As CEO Meniane, CFO since March 2019, will receive an annual base salary of $609,000 and be granted $1.9 million in restricted stock units with vesting schedules, according to an SEC filing. He will also be eligible to receive an annual target incentive bonus of up to 100% of his salary.
Lockwood, SVP since June 2020, will receive an annual base salary of $400,000 in his new role, be eligible for an annual target bonus of up to 50% of his salary and be granted $974,000 in restricted stock units, also with vesting schedules.
The leadership move is one of the latest to underscore the accelerating CFO-to-CEO path. The percentage of sitting CEOs at Fortune 500 and S&P 500 companies coming from internal or external CFO positions ticked up to a 10-year high of 7.9% last year from 6.6% in 2020, according to a Crist|Kolder Associates report.
Internal picks for the C-suite typically signal that a company is staying its strategic course and the company signaled as much in a statement saying its mission “remains the same” despite the shift in leadership.
A big e-commerce seller of gaskets, brakes and other products to consumers for do-it-yourself repairs, CarParts.com has undergone an “aggressive turnaround journey” that has resulted in growth across its business, Meniane said in a statement. He was credited by the company with building a vertically integrated supply chain and the company’s data science team.
Meniane is also one of an increasing number of financial executives bulking up inventory and pushing back on the long-time trend toward just-in-time lean inventory management.
“In this environment [just-in-time] doesn’t work. The longer the lead time, the less reliable the supply chain, the more inventory you have to carry, ” he recently told CFO Dive. Otherwise “we lose the sale to whoever has inventory and is more aggressive.”
Lockwood in an email said the company would continue on its inventory course.

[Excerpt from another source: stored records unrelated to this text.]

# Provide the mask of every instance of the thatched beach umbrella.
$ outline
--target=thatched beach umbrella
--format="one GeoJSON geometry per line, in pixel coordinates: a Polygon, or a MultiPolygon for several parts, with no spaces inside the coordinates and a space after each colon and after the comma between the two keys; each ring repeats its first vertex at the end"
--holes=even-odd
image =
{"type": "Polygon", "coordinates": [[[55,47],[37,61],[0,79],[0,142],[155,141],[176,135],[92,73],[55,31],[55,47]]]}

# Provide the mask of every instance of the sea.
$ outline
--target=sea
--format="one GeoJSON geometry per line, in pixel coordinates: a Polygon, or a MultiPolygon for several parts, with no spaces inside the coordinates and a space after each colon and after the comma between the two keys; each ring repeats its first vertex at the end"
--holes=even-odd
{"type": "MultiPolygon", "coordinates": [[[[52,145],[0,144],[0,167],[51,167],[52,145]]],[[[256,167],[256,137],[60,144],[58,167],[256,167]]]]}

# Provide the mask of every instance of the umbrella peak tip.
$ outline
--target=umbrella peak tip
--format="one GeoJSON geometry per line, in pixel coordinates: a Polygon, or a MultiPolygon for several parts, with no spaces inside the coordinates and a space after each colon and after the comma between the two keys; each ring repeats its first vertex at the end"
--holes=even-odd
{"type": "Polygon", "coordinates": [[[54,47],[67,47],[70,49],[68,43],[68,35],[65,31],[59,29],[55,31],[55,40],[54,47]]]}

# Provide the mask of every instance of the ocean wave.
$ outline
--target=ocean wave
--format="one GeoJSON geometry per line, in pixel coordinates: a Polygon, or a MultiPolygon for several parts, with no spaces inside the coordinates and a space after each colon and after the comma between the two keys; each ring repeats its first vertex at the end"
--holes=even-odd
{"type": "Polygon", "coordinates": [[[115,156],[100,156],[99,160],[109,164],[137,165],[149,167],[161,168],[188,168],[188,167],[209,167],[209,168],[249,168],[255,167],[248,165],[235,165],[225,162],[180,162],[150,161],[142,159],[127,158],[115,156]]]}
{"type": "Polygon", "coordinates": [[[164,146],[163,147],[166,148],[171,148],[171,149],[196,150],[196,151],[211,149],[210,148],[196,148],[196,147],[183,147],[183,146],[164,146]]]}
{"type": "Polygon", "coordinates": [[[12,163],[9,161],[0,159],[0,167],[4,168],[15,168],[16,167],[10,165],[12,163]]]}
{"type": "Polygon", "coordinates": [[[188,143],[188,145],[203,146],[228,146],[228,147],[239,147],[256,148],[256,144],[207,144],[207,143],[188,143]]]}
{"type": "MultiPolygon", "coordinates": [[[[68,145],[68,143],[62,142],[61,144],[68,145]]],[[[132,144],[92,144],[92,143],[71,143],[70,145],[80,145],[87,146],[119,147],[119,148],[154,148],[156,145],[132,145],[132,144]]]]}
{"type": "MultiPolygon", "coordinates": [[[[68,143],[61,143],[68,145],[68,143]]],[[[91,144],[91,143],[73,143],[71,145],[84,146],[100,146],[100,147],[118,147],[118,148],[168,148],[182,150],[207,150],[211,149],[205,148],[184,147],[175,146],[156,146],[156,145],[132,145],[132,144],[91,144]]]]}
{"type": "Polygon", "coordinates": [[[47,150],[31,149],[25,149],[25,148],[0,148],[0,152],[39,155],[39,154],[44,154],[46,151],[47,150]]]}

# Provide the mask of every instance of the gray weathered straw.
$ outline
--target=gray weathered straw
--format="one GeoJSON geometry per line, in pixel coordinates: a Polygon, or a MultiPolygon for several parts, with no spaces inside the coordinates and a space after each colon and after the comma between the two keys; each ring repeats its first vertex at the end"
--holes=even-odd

“With over 300,000 square feet of warehouse space coming online over the next two quarters, a record amount of inventory to support our growth, significant improvements in sales, relentless focus on customer experience, and the most hard working and resilient team, we are in a strong position to continue servicing our customers and getting them back on the road,” Lockwood wrote. “Being vertically integrated puts us at a significant competitive advantage over competitors who only drop ship and do not have control over their supply chain or inventory.”

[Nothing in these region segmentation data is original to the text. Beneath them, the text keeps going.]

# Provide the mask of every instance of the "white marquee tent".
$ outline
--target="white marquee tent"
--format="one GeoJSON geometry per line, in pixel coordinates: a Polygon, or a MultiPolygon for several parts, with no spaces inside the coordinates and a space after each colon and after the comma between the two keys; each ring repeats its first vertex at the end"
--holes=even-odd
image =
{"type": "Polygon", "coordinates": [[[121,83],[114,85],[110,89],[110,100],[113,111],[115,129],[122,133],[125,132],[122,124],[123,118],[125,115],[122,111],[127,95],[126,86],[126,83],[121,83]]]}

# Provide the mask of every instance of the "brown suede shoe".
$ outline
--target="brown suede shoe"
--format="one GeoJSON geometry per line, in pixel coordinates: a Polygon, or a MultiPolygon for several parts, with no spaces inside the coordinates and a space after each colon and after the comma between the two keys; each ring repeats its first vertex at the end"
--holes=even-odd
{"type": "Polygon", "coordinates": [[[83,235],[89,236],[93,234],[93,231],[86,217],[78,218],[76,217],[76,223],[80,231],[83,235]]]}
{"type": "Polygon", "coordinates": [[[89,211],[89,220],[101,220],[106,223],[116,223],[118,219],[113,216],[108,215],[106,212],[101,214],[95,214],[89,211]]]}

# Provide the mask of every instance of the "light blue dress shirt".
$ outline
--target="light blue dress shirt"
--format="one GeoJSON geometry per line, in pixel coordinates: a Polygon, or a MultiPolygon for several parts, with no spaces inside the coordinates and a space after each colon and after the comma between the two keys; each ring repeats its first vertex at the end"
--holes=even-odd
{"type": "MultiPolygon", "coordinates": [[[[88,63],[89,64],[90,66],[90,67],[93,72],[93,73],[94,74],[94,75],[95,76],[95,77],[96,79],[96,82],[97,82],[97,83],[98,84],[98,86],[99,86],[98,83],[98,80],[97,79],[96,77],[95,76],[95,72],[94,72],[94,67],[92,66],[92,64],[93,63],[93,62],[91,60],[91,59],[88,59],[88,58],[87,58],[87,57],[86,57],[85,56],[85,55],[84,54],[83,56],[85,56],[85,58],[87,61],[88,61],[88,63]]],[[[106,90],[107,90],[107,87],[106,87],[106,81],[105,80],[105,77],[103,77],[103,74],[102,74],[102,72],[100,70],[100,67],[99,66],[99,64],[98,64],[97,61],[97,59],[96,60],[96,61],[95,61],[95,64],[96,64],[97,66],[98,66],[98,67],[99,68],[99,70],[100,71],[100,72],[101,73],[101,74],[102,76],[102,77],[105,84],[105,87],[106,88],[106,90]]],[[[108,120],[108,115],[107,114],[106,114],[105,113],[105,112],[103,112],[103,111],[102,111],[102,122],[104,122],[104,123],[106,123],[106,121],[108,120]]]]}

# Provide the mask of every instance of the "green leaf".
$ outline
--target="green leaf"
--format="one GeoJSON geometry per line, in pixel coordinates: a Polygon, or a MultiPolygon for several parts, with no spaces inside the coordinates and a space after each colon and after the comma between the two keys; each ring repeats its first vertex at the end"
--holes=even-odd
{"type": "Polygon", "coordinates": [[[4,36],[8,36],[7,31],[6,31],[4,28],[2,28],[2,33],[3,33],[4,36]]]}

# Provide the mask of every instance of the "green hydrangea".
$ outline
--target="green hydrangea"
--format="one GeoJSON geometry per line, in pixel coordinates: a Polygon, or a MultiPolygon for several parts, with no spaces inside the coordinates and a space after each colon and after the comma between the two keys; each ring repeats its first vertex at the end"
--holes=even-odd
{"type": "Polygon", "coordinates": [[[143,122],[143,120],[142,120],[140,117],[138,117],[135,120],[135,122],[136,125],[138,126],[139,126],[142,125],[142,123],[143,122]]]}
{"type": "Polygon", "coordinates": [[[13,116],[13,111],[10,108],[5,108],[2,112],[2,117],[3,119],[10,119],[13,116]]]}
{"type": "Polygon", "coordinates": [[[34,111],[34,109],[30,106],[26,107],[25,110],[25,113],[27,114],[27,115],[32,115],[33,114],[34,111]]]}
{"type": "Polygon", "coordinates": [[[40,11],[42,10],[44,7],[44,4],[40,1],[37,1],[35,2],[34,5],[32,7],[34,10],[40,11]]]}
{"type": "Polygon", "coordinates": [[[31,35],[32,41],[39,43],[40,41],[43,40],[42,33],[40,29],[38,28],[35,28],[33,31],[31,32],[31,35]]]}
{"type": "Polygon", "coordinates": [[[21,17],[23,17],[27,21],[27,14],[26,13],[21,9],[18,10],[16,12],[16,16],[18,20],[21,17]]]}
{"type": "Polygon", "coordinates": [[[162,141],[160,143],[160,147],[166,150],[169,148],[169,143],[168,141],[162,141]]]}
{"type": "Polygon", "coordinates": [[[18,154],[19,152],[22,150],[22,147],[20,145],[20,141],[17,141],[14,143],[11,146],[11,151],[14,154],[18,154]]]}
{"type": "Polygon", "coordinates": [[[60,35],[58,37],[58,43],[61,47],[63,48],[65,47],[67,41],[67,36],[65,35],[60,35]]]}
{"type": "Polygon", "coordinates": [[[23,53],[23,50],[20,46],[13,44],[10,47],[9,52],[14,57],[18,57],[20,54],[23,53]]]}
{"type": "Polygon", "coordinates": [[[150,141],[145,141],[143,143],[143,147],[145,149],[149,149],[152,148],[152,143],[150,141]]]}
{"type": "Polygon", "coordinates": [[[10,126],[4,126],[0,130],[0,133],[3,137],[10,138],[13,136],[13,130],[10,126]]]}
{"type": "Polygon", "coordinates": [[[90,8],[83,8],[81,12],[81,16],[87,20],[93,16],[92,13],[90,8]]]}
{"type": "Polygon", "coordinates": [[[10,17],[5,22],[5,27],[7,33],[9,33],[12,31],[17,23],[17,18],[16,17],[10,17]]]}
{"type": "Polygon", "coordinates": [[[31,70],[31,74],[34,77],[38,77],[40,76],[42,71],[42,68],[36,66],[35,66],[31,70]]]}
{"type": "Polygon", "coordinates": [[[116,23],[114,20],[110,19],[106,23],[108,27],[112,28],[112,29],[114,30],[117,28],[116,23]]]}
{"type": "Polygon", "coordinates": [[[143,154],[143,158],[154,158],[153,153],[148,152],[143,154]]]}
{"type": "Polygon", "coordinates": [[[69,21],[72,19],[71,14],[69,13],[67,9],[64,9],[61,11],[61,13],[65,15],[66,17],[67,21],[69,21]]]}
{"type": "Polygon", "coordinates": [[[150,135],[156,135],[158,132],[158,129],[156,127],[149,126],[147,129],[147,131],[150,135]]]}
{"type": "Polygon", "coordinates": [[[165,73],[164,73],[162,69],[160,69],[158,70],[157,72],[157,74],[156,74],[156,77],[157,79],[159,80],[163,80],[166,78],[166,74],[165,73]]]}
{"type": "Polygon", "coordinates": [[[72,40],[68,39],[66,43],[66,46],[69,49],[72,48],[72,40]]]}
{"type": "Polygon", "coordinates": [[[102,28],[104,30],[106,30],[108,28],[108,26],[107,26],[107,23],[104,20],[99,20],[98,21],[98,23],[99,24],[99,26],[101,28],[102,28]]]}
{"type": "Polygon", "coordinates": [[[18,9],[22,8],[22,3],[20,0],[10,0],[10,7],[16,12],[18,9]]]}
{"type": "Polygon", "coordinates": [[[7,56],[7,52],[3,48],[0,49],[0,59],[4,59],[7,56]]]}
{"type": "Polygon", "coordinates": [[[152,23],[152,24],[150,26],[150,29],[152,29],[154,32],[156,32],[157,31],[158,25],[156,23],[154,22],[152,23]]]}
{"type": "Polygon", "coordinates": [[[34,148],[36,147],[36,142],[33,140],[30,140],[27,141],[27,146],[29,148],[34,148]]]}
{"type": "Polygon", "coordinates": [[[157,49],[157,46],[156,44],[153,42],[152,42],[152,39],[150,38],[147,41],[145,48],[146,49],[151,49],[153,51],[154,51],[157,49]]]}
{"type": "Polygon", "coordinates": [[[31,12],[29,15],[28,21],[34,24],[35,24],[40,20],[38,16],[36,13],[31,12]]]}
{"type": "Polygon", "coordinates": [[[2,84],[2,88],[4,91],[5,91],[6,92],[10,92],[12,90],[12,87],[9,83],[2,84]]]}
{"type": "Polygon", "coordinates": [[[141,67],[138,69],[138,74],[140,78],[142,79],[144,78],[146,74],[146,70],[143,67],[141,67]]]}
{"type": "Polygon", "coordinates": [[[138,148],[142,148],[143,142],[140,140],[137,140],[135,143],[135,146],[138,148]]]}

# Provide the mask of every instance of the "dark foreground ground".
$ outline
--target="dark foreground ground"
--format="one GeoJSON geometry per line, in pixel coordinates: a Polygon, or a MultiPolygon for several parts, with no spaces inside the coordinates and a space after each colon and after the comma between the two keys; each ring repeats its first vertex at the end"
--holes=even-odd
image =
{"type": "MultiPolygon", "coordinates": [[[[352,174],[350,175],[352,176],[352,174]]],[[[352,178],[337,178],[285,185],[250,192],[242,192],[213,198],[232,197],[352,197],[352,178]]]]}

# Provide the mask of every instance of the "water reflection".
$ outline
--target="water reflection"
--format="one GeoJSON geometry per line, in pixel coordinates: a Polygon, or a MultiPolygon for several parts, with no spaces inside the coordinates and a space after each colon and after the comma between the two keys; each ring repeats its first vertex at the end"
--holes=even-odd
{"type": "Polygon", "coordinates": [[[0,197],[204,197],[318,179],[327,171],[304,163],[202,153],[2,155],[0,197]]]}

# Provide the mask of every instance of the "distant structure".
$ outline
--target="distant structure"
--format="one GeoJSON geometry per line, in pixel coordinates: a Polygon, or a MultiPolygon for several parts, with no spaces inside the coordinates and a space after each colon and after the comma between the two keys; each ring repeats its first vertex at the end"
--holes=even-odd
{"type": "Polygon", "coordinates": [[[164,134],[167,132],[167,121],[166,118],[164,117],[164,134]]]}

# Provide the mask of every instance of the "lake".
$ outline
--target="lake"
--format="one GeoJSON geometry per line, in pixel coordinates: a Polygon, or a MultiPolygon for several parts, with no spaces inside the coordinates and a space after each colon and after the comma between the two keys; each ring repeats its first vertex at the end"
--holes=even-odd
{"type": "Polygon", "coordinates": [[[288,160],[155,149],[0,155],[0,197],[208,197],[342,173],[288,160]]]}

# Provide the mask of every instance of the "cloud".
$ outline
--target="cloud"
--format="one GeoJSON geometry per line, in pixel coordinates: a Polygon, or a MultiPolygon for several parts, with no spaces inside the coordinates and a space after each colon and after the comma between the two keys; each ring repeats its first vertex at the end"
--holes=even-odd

Lockwood also said one of the new leadership's priorities is to become a one-stop-shop for customers needing vehicle repairs. Over the past several quarters he said it has been testing various "Do-It-For-Me" initiatives that help customers find mechanics to do their repairs rather than doing it themselves.
As SVP Lockwood focused on the company’s corporate finance and capital structure, was the main point of contact for institutional shareholders, investment banking partners and analysts and managed new leases, renewals and real estate transactions, according to his LinkedIn account. Prior to joining the company, he was a portfolio manager and head of fixed income at the Private Management Group which had about $3 billion in assets under management.